Itzhak Katzenelson’s “Song of the Murdered Jewish People”

Itzhak Katzenelson’s “Song of the Murdered Jewish People”

Itzhak Kazenelson (1886-1944) was a teacher, dramatist, and author of Hebrew and Yiddish Poetry. A pioneering maskil, he opened a secular Jewish school and a Hebrew theater group in Lodz. Katzenelson participated in the Warsaw Ghetto Uprising, but was ultimately murdered in Auschwitz on May 1,1944. Below is an excerpt from his most famous poem,”Song of the Murdered Jewish People,” which expresses his lament and account of the tragic life in the Warsaw Ghetto. This version is translated from the original Yiddish by Noah H. Rosenbloom.

THE FIRST ONES

  1. And it continued. Ten a day, ten thousand Jews a day.
    That did not last very long. Soon they took fifteen thousand.
    Warsaw’ The City of Jews – the fenced-in, walled-in city,
    Dwindled, expired, melted like snow before my eyes.
  2. Warsaw, packed with Jews like a synagogue on Yom Kippur*, like a busy market place
    Jews trading and worshiping, both happy and sad
    Seeking their bread, praying to their God.
    They crowded the walled-in, locked-in city.
  3. You are deserted now, Warsaw, like a gloomy wasteland.
    You are a cemetery now, more desolate than a graveyard.
    Your streets are empty-not even a corpse can be found there.
    Your houses are open, yet no one enters, no one leaves.
  4. The first to perish were the children, abandoned orphans,
    The world’s best, the bleak earth’s brightest.
    These children from the orphanages might have been our comfort.
    From these sad, mute, bleak faces our new dawn might have risen.
  5. At the end of the winter of forty-two I was in such a place.
    I saw children just brought in from the street.
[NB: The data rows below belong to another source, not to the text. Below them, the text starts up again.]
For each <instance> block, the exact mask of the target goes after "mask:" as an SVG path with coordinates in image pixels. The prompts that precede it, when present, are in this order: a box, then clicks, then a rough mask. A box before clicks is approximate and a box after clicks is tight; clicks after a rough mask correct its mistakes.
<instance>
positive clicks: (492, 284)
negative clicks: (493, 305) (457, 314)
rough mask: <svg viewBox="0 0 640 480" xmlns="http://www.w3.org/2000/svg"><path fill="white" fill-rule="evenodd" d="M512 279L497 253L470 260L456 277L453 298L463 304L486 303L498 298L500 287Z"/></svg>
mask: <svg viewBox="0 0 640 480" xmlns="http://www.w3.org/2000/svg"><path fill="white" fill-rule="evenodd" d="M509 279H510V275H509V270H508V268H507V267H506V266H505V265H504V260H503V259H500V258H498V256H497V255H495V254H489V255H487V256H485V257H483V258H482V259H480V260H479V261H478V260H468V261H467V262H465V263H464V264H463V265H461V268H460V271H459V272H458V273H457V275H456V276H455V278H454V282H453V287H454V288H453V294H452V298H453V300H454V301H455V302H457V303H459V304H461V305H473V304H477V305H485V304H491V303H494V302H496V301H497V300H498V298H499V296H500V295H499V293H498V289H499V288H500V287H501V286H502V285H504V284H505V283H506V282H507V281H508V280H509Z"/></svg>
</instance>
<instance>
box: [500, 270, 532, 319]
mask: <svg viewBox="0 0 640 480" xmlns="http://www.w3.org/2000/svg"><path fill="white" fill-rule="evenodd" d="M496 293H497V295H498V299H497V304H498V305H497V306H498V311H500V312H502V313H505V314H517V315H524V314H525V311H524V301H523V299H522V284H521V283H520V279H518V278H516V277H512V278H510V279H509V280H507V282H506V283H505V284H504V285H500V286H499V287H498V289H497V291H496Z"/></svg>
I hid in a corner
    And saw a two-year-old girl in the lap of a teacher
    Thin, deathly pale and with such grave eyes.
  6. I watched the two-year-old grandmother,
    The tiny Jewish girl, a hundred years old in her seriousness and grief.
    What her grandmother could not dream she had seen in reality.
    I wept and said to myself: Don’t cry, grief disappears, seriousness remains.
  7. Seriousness remains, seeps into the world, into life and affects it deeply.
    Jewish seriousness sobers, awakens and opens blind eyes.
    It is like a Torah*, a prophecy, a holy writ for the world.
    Don’t cry, don’t … Eighty million criminals for one Jewish child’s seriousness.